If you have qualitative or categorical data though, the most useful statistic is the the frequency (or count). You can access via the `value_counts()` method.
```{python summarystats}
round(sales.price.mean(), 2)
sales.min()
sales.bedrooms.value_counts()
```
# Calculations by Group
More often, you will want to do calculations by group. For example, I might want to find the average home price for each zip code so I could focus in on areas are more likely to have houses in my price range.
```{python groupby}
sales.groupby('postcode').price.mean()
```
# Rolling Calculations
With very noisy data, displaying a raw times series may obscure trends we are trying to show. In this case we may want to calculate a rolling (or moving) statistic. This is a statistic that takes is values from a window or subset of data in a dataset, generally a time series.

```{python rolling}
# Question 7
price_ts = sales.loc[sales.postcode=='02615'].groupby(['Month'], as_index=False).price.mean()
price_ts['RollingAvg'] = price_ts.price.rolling(12).mean()
price_ts
price_ts.dropna(inplace=True)
price_ts
```
# Questions
1. What is the output of the code below the "Question 1" comment? What is its data type?
2. Calculate frequencies for a categorical or boolean variable. Is this easily comparable across datasets? Is there anything you could do to make it more comparable.
3. Find and use two measures of central tendency and two measures of spread (not referenced in this problem set) on all the columns of your data that you can calculate them for.
4. What does the `describe` method do? What does each of the numbers represent?
5. Calculate a measure of central tendency and one measure of spread for one of your variables. Use least two grouping variables.
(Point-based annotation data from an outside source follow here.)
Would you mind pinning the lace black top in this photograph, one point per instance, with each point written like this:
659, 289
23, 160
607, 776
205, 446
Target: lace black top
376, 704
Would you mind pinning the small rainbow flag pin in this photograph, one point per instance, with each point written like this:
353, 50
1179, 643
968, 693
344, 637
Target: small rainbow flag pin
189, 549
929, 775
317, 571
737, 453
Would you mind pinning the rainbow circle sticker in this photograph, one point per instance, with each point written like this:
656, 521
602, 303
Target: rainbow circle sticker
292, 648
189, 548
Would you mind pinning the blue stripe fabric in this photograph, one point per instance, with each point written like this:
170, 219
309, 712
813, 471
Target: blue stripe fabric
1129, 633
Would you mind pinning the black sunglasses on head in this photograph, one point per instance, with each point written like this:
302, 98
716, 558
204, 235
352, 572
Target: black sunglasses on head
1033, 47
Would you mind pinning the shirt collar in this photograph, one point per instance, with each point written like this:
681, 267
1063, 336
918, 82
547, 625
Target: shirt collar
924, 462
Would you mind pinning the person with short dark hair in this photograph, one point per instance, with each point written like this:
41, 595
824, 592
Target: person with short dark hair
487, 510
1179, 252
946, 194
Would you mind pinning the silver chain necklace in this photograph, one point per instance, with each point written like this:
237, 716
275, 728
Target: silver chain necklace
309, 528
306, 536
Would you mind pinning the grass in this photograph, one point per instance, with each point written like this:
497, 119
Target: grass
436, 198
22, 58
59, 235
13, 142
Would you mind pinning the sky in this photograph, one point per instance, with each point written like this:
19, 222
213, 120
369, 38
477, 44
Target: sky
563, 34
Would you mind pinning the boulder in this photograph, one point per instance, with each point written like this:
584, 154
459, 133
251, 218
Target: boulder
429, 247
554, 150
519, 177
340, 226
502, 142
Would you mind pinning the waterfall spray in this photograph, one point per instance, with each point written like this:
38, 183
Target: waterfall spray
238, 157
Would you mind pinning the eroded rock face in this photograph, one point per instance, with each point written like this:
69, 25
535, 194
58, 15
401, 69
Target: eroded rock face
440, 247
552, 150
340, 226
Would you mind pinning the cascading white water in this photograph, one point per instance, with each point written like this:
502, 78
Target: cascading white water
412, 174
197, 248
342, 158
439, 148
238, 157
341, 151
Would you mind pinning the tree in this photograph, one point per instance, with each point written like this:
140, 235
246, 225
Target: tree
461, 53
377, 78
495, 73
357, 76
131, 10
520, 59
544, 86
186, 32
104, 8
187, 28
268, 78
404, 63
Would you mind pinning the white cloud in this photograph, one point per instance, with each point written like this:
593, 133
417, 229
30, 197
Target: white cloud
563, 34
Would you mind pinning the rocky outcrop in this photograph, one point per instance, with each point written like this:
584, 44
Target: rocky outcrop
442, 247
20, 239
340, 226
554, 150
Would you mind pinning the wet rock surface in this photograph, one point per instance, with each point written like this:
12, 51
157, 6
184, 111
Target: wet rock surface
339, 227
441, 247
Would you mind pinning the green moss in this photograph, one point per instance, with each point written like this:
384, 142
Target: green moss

6. Why would your data in particular benefit from a moving average to show trends?
7. What does the code below the comment "Question 7" do. How does the `as_index` argument change the output?
8. Why were there NAs in my data after I calculated a moving average? Is there anything I could do to prevent that from happening?
9. What does the argument `inplace=True` do? Is it generally a good practice to use it? Why or why not?